Clinical Trials /

Phase II Trial of HM61713 for the Treatment of ≥2nd Line T790M Mutation Positive Adenocarcinoma of the Lung

NCT02485652

Description:

The purpose of this study is to evaluate the efficacy, safety and pharmacokinetics of HM61713 in patients with T790M-positive non-small cell lung cancer (NSCLC) after treatment with an epidermal growth factor receptor-tyrosine kinase inhibitor (EGFR-TKI).

Related Conditions:
  • Non-Small Cell Lung Carcinoma
Recruiting Status:

Active, not recruiting

Phase:

Phase 2

Trial Eligibility

Document

Title

  • Brief Title: Phase II Trial of HM61713 for the Treatment of ≥2nd Line T790M Mutation Positive Adenocarcinoma of the Lung
  • Official Title: A Single Arm, Open-label, Phase 2 Study Evaluating the Efficacy, Safety and PK of HM61713 in Patients With T790M-positive NSCLC After Treatment With an Epidermal Growth Factor Receptor-tyrosine Kinase Inhibitor

Clinical Trial IDs

  • ORG STUDY ID: HM-EMSI-202
  • SECONDARY ID: 2015-001435-21
  • NCT ID: NCT02485652

Conditions

  • Non Small Cell Lung Cancer

Interventions

DrugSynonymsArms
HM61713OlmutinibHM61713

Purpose

The purpose of this study is to evaluate the efficacy, safety and pharmacokinetics of HM61713 in patients with T790M-positive non-small cell lung cancer (NSCLC) after treatment with an epidermal growth factor receptor-tyrosine kinase inhibitor (EGFR-TKI).

Detailed Description

      This is a single-arm, open-label, Phase 2 study to assess the anti-tumor efficacy of oral
      single agent HM61713 administered to patients with T790M-positive NSCLC after treatment with
      an EGFR-TKI as measured by objective response rate (ORR).
    

Trial Arms

NameTypeDescriptionInterventions
HM61713ExperimentalHM61713 800 mg (2 x 400 mg tablets) once daily (QD)
  • HM61713

Eligibility Criteria

        Inclusion Criteria:

          -  Age: at least 20 years of age

          -  Cytologically or histologically confirmed adenocarcinoma of locally advanced or
             metastatic NSCLC which is not amenable to curative surgery or radiotherapy

          -  Radiologically confirmed disease progression after at least one line of treatment with
             an EGFR-TKI

          -  At least one documented EGFR mutation which is known to be related with susceptibility
             to EGFR-TKIs (including G719X, exon 19 deletion, L858R, and L861Q)
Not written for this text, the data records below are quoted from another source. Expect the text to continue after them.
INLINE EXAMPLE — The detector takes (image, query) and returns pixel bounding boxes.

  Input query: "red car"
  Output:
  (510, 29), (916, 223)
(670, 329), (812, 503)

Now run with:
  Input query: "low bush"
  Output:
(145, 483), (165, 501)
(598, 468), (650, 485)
          -  World Health Organization (WHO) performance score of 0 to 1 with life expectancy of at
             least 3 months

          -  Centrally confirmed T790M mutation positive tumor status from a tumor sample taken
             after confirmation of disease progression on the most recent anticancer treatment
             regimen

          -  At least one lesion (excluding the brain), not previously irradiated that can be
             accurately measured per RECIST version 1.1

          -  Adequate hematological and biological function

          -  Females of child-bearing potential must agree to use adequate contraception and for 3
             months after the last dose of study drug

          -  Male patients should be documented to be sterile or agree to use barrier contraception

          -  Recovery to ≤ Grade 1 or baseline of any toxicities, except for stable sensory
             neuropathy ≤ Grade 2 and alopecia

        Exclusion Criteria:

          -  Known history of hypersensitivity to active or inactive excipients of HM61713 or drugs
             with a similar chemical structure of HM61713

          -  Previous treatment with anticancer therapies, EGFR-TKI, HM61713, or other drugs that
             target T790M-positive mutant EGFR with sparing of wild-type, investigational agent(s)
             within 28 days prior to the first administration of study drug, radiotherapy

          -  Any non-study related significant surgical procedures within the past 28 days prior to
             the first administration of study drug

          -  Spinal cord compression, leptomeningeal carcinomatosis or active symptomatic brain
             metastases

          -  History of any other malignancy

          -  Clinically significant uncontrolled condition(s)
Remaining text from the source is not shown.